The final question is whether the earnest money agreement was a binding, final agreement. Defendants do not contend that any requisite elements of an earnest money agreement are lacking, thus preventing specific enforcement of the contract. Cf. Southworth v. Oliver, 284 Or. 361, 380, 587 P.2d 994 (1973) (absence of agreement upon terms of security provisions will not prevent specific enforcement of an earnest money agreement otherwise sufficiently definite and certain). Instead they argue that the earnest money agreement was only "an agreement to agree," subject to an oral condition that Leonard assent to the transaction. The parties, however, stated in the contract that the agreement was essentially complete:
"The buyer and seller will enter into a standard land sales contract as soon as possible after the execution of this agreement. Consumation [sic] of this agreement subject to agreement on minor details of contract.

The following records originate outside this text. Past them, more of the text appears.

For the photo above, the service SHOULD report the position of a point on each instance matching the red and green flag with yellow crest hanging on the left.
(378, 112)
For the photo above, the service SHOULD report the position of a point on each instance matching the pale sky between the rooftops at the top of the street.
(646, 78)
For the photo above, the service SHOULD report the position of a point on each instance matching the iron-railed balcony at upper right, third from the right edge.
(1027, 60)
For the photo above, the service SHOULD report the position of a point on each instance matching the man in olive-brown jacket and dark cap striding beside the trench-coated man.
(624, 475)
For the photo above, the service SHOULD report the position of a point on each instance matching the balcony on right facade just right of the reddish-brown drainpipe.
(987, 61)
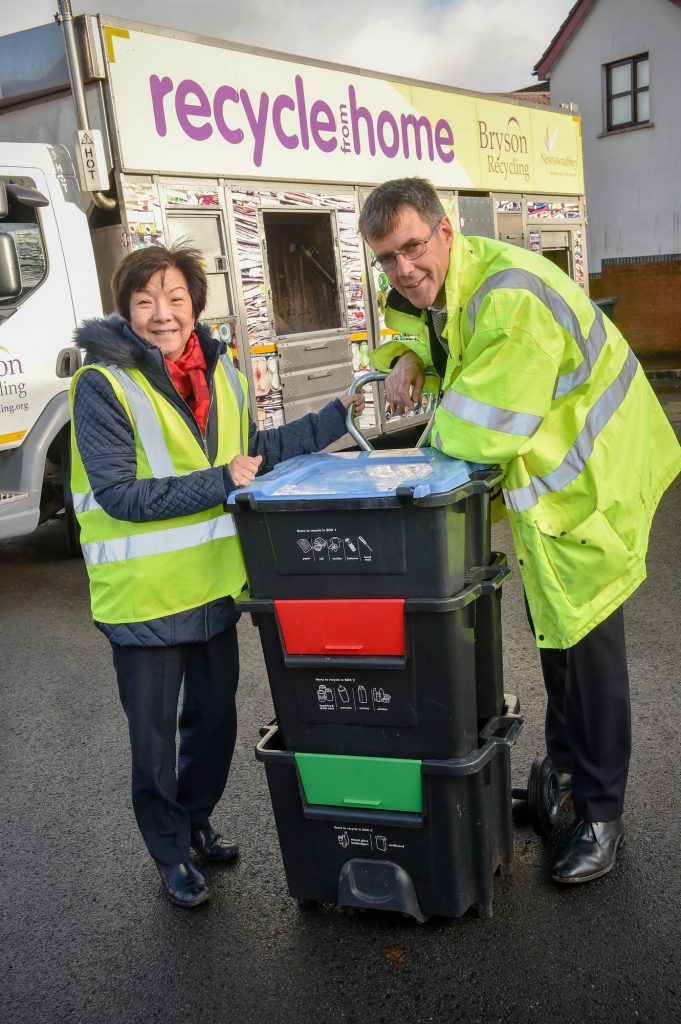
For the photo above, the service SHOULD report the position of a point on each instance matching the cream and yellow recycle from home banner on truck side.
(186, 107)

All major items such as price, interest, payments schedule have been covered in this contract." (Emphasis added.)
In Hatley v. Stafford, 284 Or. 523, 534, 588 P.2d 603, 609 (1978), in discussing the admissibility of parol evidence whenever a party to a contract claims a writing does not include all the terms of an agreement, the Supreme Court said:
"The court should presume that the writing was intended to be a complete integration, at least when the writing is complete on its face, and should admit evidence of consistent additional terms only if there is substantial evidence that the parties did not intend the writing to embody the entire agreement. Hale, The Parole Evidence Rule, 4 Or.L.Rev. 91 (1925)."
Defendants here maintain that their intent was that Leonard had to approve the sale; but his formal assent was not necessary, as we have seen, to bind the partnership. The "condition" upon which defendants would rely was at most nothing more than a mistaken perception of the legal effect of the earnest money transaction.
We conclude that plaintiff is entitled to a decree of specific performance of the earnest money agreement. This case is remanded to determine if the property has been sold to third parties, thus making specific performance impossible. If that is so, the trial court will retain jurisdiction to ascertain the amount of damages, if any, to which plaintiff would then be entitled. *1198 Wittick v. Miles, 274 Or. 1, 5, 545 P.2d 121 (1976).
Reversed and remanded.
NOTES
[1] At trial Vandehey acknowledge that he and VDC were "in fact one and the same."
[2] Defendants do not now argue that the earnest money agreement is unenforceable for that reason.
[3] Hence, we do not attempt to characterize two previous transactions of defendants in the business of land subdivision and resale in terms of partnership; that determination would not necessarily be dispositive of the nature of this project.